Index: libcpp/ChangeLog
2005-03-12 Geoffrey Keating <geoffk@apple.com>
* directives.c (glue_header_name): Update call to cpp_spell_token.
* internal.h (_cpp_interpret_identifier): New.
* charset.c (_cpp_interpret_identifier): New.

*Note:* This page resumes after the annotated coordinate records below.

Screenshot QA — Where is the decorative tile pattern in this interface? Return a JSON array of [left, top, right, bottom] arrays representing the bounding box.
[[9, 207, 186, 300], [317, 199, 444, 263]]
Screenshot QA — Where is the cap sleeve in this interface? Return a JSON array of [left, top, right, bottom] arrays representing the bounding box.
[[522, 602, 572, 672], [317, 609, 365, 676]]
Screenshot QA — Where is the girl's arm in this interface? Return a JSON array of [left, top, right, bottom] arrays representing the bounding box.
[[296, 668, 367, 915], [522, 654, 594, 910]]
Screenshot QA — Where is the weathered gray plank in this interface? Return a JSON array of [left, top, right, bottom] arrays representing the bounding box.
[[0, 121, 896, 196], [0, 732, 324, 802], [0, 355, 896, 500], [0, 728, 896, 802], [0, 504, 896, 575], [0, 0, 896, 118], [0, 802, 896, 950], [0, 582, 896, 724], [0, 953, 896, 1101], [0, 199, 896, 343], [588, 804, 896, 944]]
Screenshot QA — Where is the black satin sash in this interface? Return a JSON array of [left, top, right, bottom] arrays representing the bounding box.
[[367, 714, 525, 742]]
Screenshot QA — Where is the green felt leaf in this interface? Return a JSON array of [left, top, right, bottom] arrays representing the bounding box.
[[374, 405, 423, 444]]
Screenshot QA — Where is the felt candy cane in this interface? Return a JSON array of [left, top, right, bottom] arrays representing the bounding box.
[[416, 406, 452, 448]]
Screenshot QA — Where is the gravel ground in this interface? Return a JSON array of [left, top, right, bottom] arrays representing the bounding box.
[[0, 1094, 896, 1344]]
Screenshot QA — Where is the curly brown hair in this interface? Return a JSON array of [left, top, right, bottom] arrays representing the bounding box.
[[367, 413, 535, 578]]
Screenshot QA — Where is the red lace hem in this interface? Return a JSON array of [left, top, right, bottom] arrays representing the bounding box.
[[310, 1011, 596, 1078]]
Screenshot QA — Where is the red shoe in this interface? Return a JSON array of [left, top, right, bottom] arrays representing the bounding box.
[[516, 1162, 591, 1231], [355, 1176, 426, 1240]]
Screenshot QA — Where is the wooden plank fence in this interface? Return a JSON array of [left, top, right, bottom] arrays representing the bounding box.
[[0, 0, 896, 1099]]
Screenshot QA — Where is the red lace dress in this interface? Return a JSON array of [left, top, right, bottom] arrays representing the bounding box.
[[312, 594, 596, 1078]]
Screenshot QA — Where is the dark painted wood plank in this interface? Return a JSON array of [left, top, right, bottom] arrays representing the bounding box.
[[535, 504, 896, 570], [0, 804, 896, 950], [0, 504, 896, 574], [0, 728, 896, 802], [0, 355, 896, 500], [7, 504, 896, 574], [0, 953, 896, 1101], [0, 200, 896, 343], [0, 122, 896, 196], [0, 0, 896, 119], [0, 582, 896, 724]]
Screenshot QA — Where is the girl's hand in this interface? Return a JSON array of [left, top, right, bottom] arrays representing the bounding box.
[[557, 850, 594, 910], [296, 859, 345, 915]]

(_cpp_valid_ucn): Allow UCN version of '$'.
* lex.c (lex_identifier): Add extra parameter to indicate if initial
character was '$' or '\'. Support identifiers with UCNs.
(forms_identifier_p): Allow UCNs.
(_cpp_lex_direct): Pass extra parameter to lex_identifier.
(utf8_to_ucn): New.
(cpp_spell_token): Add FORSTRING parameter. Use it.
(cpp_token_as_text): Update call to cpp_spell_token.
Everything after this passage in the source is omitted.